Prep time: 15 minutes
Cook time: 4 hours
Venison Osso Buco Ingredients:
- 4 venison bone-in shanks, cross-cut 2 inches thick
- Kosher salt, to taste
- Freshly cracked pepper, to taste
- ½ cup of all-purpose flour
- 4 to 5 tablespoons of vegetable oil
- 1 large onion, chopped
- 3 large carrots, chopped
- 3 ribs of celery, chopped
- Half a red bell pepper, sliced
- 4 cloves of garlic, peeled and smashed
- 2 tablespoons of tomato paste
- Herbs: 2 bay leaves, 1 sprig of fresh rosemary, 4 sprigs of fresh thyme
- 1 cup of dry white wine, such as chardonnay
- 1½ cups of Italian chopped tomatoes (e.g. Dei Fratelli brand)
- 2 to 3 cups of chicken broth
- Chopped flat-leaf parsley, for garnish
- Grated zest of 2 lemons, for garnish
- Special Equipment: cooking twine
- 2 cups of uncooked corn grits/polenta
- 8 cups of water
- 4 tablespoons of butter
- Kosher salt, to taste
- 8 ounces of goat cheese or cream cheese
- Preheat oven to 325 degrees Fahrenheit.
- If needed, wash off as much bone fragments/dust as possible from deer shank slices. Pat dry with paper towels and tie each shank snugly with cooking twine. Sprinkle salt and pepper all over meat. Then dredge each piece in flour – all sides – shaking off excess.
- In a cast-iron Dutch oven, heat 2 tablespoons of oil over medium-high heat. Brown tops and bottoms of dredged venison for golden crust; brown in batches and do not overcrowd the pan. Add more oil as necessary. Transfer browned venison to a plate and set aside. Then reduce heat to medium. If necessary, carefully discard black-burnt bits of leftover flour in the bottom of the pan, but leave the browned bits; that’s the good stuff.

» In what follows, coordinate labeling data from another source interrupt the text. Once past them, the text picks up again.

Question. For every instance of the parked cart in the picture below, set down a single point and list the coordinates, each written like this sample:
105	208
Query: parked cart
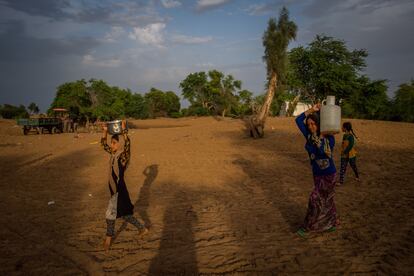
41	125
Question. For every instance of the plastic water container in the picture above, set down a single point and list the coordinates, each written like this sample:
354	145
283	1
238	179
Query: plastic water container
115	127
330	116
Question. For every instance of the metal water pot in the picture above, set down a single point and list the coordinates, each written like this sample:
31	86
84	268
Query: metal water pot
115	127
330	116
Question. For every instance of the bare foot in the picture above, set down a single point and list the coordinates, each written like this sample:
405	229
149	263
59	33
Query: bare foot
143	232
107	243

- Add more oil to pan if needed. Add onion, carrot, celery, red bell pepper and a pinch of salt and cook for 5 to 7 minutes, or until onions turn translucent, stirring often. Next, add smashed cloves of garlic, tomato paste and herbs and sauté for 1 minute.
- Pour in white wine and scrape the bottom of the pan. Allow mixture to bubble for 5 minutes. Return all venison shanks to the pan. Add chopped tomatoes and then pour in enough chicken broth to almost cover the meat.
- Cover the Dutch oven with aluminum foil and then place the lid on top; this ensures a tight fit. Braise in a 325-degree oven for approximately 3 hours, or until venison is tender but not overcooked and mushy. Check halfway through to make sure you still have enough liquid. You shouldn’t lose much liquid throughout cooking process if your Dutch oven lid is tight, but if you do, add more broth.
- About 20 minutes before taking the venison out of the oven, prepare the polenta by bringing 4 cups of water to a boil. Slowly whisk in corn grits to prevent lumps, turn heat to low and cook for 10 minutes or until polenta is thickened and tender. Stir in butter, goat cheese and salt to taste. Polenta will set if it sits too long. Slowly reheat with some water to loosen it up again.
- When the venison osso buco is done, carefully remove shanks from the Dutch oven so they don’t fall apart, and then cut off cooking twine. Strain pan sauce through a fine mesh strainer, mashing the vegetables down to squeeze as much sauce out as possible. Discard solids and taste sauce for seasoning.
- Ladle polenta into a bowl. Place venison shank on top of polenta with some sauce. Garnish with chopped parsley and lemon zest. Use a toothpick to loosen up the bone marrow.
About This Venison Osso Buco Recipe
A dish originating from Milan, Italy, osso buco is a popular choice for restaurant goers looking for something different. I’ve made variations of osso buco over the years with both beef and venison, and every time, they’ve been memorable meals for all around the dinner table. While saffron risotto is the traditional Milanese way to serve with osso buco, I find polenta, pasta or mashed potatoes also work with this dish. I prefer polenta because it tastes luxurious and takes only 15 minutes to make!
The satisfaction in enjoying fork-tender venison served in a deeply layered, savory sauce can’t be beat. I love osso buco because it’s simple but offers big, hearty flavors in an elegant, impressive meal. Give venison osso buco a try; I promise you it won’t be the last time you make this dish.